Sundown, in a cave on the beachfront. A walkway skirts the overhang, the monumental Red Bluff shrouded in darkness overhead. Down in the sand a fire is burning slowly, and on the white hot coals a goat curry simmers in a camp oven. The flames illuminate the cave in a flickering apricot glow.
This cave is Nathan’s home. He’s only been here three days, but over the four decades he’s been coming to Red Bluff, this cave has sheltered him from the elements for up to five months at a time. It’s warm in the evening, cool in the sweltering day, and tucked away from the relentless wind.
Red Bluff runs in Nathan’s blood. He first came here aged two, with his old man. Nathan is 39 now, but when he reminisces on his childhood he recalls a vastly different world to the structured campground he’s living in today.
“Back in the 70s, the Bluff was a really different place,” he says.

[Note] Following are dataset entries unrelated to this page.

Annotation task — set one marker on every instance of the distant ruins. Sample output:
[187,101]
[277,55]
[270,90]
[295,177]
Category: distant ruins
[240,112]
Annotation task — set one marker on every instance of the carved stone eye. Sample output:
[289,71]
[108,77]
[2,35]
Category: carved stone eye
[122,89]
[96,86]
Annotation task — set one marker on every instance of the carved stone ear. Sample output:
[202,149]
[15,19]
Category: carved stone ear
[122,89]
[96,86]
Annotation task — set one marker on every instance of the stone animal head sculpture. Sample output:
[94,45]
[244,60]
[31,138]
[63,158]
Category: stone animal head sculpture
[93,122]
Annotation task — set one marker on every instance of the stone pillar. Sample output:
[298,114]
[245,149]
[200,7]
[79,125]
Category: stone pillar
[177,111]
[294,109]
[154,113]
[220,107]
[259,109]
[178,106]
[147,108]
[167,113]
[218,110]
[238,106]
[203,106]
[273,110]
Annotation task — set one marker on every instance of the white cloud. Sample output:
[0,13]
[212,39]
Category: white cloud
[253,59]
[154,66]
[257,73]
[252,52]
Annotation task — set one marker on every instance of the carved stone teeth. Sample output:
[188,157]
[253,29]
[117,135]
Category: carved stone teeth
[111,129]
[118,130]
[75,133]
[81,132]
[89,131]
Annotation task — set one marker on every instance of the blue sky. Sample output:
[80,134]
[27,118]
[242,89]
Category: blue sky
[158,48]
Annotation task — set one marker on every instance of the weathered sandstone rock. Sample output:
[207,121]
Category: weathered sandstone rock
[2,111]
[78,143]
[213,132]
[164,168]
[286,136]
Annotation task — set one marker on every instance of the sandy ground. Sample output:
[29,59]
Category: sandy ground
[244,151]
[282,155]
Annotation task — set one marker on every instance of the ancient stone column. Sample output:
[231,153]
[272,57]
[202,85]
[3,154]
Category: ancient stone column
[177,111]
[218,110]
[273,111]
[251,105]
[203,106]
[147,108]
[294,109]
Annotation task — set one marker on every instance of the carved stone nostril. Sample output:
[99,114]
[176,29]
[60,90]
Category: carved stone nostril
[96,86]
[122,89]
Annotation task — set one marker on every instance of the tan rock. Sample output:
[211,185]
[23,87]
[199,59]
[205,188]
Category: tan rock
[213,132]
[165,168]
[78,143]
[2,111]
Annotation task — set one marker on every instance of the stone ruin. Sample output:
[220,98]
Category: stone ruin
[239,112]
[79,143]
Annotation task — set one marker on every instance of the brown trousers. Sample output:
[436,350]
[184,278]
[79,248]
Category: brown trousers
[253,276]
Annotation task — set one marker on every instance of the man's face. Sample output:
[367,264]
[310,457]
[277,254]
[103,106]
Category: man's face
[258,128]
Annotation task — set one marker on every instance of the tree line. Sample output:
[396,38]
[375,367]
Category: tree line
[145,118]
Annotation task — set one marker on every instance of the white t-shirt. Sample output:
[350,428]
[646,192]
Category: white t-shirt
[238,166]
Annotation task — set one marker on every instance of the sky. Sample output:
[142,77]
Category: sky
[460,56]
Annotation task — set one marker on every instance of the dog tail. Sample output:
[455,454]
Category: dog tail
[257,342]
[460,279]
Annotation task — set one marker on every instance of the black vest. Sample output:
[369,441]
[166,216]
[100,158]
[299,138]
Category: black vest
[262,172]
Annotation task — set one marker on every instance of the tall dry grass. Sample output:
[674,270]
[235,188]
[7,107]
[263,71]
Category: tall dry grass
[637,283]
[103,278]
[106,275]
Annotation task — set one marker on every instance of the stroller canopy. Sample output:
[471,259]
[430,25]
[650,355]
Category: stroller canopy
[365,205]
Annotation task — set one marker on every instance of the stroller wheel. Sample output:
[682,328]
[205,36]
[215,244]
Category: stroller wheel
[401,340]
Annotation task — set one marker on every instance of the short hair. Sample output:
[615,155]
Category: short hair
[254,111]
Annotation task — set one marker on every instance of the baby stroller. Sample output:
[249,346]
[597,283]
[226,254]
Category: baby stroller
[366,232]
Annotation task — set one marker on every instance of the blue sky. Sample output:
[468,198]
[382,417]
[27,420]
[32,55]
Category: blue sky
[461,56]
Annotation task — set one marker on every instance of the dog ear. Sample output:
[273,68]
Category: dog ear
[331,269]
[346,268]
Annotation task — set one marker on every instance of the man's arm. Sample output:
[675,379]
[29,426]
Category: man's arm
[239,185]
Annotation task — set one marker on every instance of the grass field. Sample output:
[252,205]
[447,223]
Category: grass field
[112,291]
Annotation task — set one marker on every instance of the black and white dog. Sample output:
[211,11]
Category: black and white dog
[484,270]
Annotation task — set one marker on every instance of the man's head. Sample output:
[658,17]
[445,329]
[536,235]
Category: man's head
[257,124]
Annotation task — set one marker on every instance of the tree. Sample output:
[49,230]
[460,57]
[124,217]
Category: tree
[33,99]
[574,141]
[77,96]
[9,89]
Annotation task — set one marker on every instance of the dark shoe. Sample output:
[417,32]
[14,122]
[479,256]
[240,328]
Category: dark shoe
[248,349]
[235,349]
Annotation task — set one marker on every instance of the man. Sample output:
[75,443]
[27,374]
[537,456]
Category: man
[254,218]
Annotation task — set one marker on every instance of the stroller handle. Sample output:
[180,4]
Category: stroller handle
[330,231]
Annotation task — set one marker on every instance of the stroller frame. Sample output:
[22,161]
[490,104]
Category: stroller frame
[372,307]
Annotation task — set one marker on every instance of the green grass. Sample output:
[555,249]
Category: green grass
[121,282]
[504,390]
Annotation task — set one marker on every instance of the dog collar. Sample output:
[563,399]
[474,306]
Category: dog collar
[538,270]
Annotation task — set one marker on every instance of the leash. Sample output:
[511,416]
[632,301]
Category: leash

“Crew were just walking around naked everywhere; there were no dunnies. Everyone would just come down and shit in this cave. People were living off goats, kangaroos, whatever they could get their hands on. Things were pretty feral back then.”
In the early days, Nathan’s Dad introduced him to surfing and taught him to hunt, fish, and survive in the wild. Nathan still upholds the traditions of his forefathers today; varying a staple diet of rice, beans and potatoes with butchered road kill and fresh catch.
“I was coming here a lot and I’d always see road kill off the side of the track. I thought to myself, ‘Why am I paying for meat when I can just get it off the side of the road?’
When Nathan acquired a drivers licence, aged 17, jaunts to the Bluff became more frequent and prolonged. In the interim years, he’s spent lengthy stints overseas and worked odd jobs to fund his lifestlye: “gardening, maintenance, whatever it takes to keep the dream alive, man.”
But for eight, serious years during his late twenties and early thirties, Nathan didn’t see The Bluff once. He knuckled down – working away on a mine site and building a house with his old man. Surfing faded into the distance, until he rediscovered a life free from responsibility.
“I guess it was just something I had to do, you know,” he says.
“It’s was pretty good knuckling down and building a house with Dad, but look at me now! I don’t know what happened. I own my own home and here I am living in a cave!”
Nathan doesn’t own a car, so to get here he caught the overnight bus from Margaret River to Carnarvon, where he quickly identified a fellow surfer outside the bakery and hitched a ride 130km to the Bluff.
The earliest date Nathan knows of a ride home is mid-September. He plans to see the rest of the season out in his cave, but this trip isn’t just another few months of glorious indulgence. Nathan’s beloved father passed away five years ago, and on this trip Nathan plan’s to scatter his old man’s ashes at their favourite place.